Shrek, which was produced at PDI/DreamWorks, really pushed the limits of computer animation. The technologies they used were SGI Octane and O2 systems on the desktop, and Visual Effects Society where they discussed the use of Linux in creating visual effects. The Summits addressed the needs and concerns of the VE industry. At the second Summit, there was an amazing transformation, with people wanting to work better together and sharing their Linux strategies; according to Ed, it was a very dynamic and open exchange.

Linux-based rendering farms are on the rise, and in a survey at the VES Summit, nearly three-quarters of the animation companies had plans to integrate Linux and open source software into their business by 2002. Because of the way the film industry works, moving to open source software is of great interest to technology managers. Some of the challenges they discussed and discovered at the VES Summit included:

  • Change management: Not so much that they needed to get rid of their managers, but that they needed to get their managers to change their way of thinking about the technology needed to more efficiently create the films they're producing.

  • Support model: The need for both internal and external support.

  • 2D/3D graphics features: If you used the features in Quake, they're fine and they run fine, but if you're using more advanced GL functions, you need to explore more of its functions.

  • Technology roadmap visibility: Look at what's out there and see how they can implement it in a way that fits their needs.

  • Enterprise interoperability: One thing they're looking for is an Outlook client on Linux. This would be really helpful so they can co-exist with people working on other platforms. (My suggestion: Take a look at Evolution.
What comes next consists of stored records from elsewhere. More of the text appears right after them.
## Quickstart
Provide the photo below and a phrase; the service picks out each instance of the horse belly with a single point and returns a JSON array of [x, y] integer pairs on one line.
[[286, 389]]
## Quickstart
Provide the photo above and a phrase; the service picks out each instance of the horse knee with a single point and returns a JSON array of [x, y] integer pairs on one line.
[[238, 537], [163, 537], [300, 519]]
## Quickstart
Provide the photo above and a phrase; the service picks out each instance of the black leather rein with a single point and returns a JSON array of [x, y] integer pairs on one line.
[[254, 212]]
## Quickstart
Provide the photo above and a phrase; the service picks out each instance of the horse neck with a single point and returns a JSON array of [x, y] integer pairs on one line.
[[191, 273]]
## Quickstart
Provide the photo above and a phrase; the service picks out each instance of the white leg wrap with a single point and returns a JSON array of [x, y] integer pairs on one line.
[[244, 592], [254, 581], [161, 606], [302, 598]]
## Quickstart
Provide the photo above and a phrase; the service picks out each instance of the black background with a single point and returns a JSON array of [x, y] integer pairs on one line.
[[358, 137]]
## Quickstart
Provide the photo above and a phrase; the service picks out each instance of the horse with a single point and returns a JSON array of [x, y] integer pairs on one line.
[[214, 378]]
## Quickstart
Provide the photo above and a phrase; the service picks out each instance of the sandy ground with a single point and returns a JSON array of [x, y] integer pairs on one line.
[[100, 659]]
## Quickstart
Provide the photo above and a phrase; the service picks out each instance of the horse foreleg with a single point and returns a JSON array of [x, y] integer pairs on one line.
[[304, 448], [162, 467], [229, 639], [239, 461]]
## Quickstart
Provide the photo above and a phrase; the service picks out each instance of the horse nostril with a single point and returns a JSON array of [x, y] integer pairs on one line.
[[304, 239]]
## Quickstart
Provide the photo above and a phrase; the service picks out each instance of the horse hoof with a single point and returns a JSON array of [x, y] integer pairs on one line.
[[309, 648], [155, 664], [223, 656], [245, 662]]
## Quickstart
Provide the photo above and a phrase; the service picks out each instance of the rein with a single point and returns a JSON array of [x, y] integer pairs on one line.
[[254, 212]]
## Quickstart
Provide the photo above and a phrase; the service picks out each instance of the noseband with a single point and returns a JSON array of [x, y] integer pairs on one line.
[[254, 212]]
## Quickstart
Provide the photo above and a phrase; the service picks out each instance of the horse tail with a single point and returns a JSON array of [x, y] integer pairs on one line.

It's not there yet, but it could offer what you need.)

  • Adoption within our niche market: Trying to pursuade others of the benefits of running Linux and open source software vs. other proprietary systems. Part of the challenge here is that most of the people in the movie industry have a lot of money invested in proprietary hardware and software, so making the move is a monumental shift in thinking.

  • Give back: Contribute what they've learned with others in their community, as well as with others in the open source community.